N/A – not applicable; BL – 0 weeks (baseline). Data were represented as mean ±SD of all, n=112. One-way ANOVA following Tukey post hoc test was performed for statistical analysis. A p<0.05 and q>3.332 were considered as significant. Toilet use (score: 0–5–10); bladder care (score: 0–5–10); bowels (score: 0–5–10); ambulation (score: 0–5–10–15); feeding (score: 0–5–10); bathing (score: 0–5); dressing (score: 0–5–10); grooming (score: 0–5); stair climbing (score: 0–5–10); transfers (score: 0–5–10–15). 0: Total dependent and 100: Total independent.

Physical therapies alone and botulinum toxin type A did not improve physical disability of patients, but baclofen improved physical disability during follow-up. The failure of botulinum toxin type A to improve DAS scores may be due to the low dose (only 500 U), improper technique for objective-muscle identification [21], and improper procedure for different diluent volumes [22]. A further trial is required for objective-muscle identification technique for local injection of botulinum toxin type A.

Abnormal physical weakness and sleepiness during the day were major adverse effects reported by patients receiving baclofen, and inflammation of the lining of bronchial tubes and elevated blood pressure were major adverse effects found in patients receiving botulinum toxin type A. There are several medications available for treatment of spasticity but the tolerability of medications is the main issue for selection of the optimal treatment [23]. Oral baclofen has poor outcomes for ability to perform activities of daily living and for quality of life because of its adverse effects [20]. In seizure disorders and patients with cardiovascular history, baclofen should be used with caution [24]. Subclinical and systemic adverse effects of botulinum toxin type A are not commonly reported [25]. With respect to adverse effects of interventions, botulinum toxin type A has selectivity for spasticity caused by spinal cord injury.

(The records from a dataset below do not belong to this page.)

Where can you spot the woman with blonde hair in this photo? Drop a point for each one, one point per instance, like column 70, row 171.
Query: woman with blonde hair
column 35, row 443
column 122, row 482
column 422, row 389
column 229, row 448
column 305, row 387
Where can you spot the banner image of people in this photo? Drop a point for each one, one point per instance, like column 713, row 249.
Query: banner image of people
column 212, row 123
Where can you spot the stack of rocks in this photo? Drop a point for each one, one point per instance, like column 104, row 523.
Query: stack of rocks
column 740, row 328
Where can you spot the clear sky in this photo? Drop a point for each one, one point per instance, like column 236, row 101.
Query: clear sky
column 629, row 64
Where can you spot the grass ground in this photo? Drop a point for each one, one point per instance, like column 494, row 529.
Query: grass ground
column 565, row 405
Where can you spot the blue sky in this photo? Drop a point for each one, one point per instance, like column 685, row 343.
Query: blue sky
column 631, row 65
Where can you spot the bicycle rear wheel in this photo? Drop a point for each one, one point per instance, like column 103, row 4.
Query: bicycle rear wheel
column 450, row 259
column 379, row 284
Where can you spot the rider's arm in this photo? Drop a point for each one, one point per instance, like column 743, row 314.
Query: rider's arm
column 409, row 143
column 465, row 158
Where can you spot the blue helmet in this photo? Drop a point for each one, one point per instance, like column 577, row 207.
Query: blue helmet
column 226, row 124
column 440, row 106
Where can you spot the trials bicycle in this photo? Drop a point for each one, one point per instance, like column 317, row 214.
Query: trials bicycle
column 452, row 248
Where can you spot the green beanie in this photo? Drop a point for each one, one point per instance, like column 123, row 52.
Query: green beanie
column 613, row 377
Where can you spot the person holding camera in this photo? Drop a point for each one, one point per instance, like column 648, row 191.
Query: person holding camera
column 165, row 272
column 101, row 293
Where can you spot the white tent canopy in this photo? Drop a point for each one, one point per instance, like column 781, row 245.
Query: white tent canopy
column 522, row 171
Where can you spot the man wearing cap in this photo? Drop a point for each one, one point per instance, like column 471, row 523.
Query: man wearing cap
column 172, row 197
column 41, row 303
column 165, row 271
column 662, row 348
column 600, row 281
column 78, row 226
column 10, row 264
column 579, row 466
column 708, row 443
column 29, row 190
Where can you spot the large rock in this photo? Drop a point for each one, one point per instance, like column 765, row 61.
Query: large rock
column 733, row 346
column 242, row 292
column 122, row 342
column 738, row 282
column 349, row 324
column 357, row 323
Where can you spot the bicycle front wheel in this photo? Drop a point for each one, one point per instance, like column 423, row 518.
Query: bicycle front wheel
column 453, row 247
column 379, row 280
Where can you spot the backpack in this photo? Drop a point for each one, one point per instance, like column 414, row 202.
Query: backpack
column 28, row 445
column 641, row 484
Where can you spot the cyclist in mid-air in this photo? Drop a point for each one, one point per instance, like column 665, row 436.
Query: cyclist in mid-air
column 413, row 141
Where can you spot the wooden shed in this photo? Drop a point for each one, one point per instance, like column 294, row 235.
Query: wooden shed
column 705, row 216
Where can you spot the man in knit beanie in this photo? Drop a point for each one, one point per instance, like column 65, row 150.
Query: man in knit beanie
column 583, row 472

Our study has certain limitations. The effect of the combination baclofen and botulinum toxin type A was not evaluated. The trial had a short follow-up. We performed titration in the baclofen intervention, but standardization was not performed in botulinum toxin type A obtrusion. The mechanisms of action of muscle relaxants vary (central muscle relaxant vs. peripherical muscle relaxant). Both interventions are safe in pediatric patients, but the study did not enroll children.

Conclusions

This evidence-based, randomized, controlled trial with 1a level of evidence concluded that baclofen and botulinum toxin type A were effective in treating spasticity caused by spinal cord injury. However, botulinum toxin type A in conjunction with appropriate physical therapy might be an effective therapeutic option with acceptable treatment-emergent adverse effects.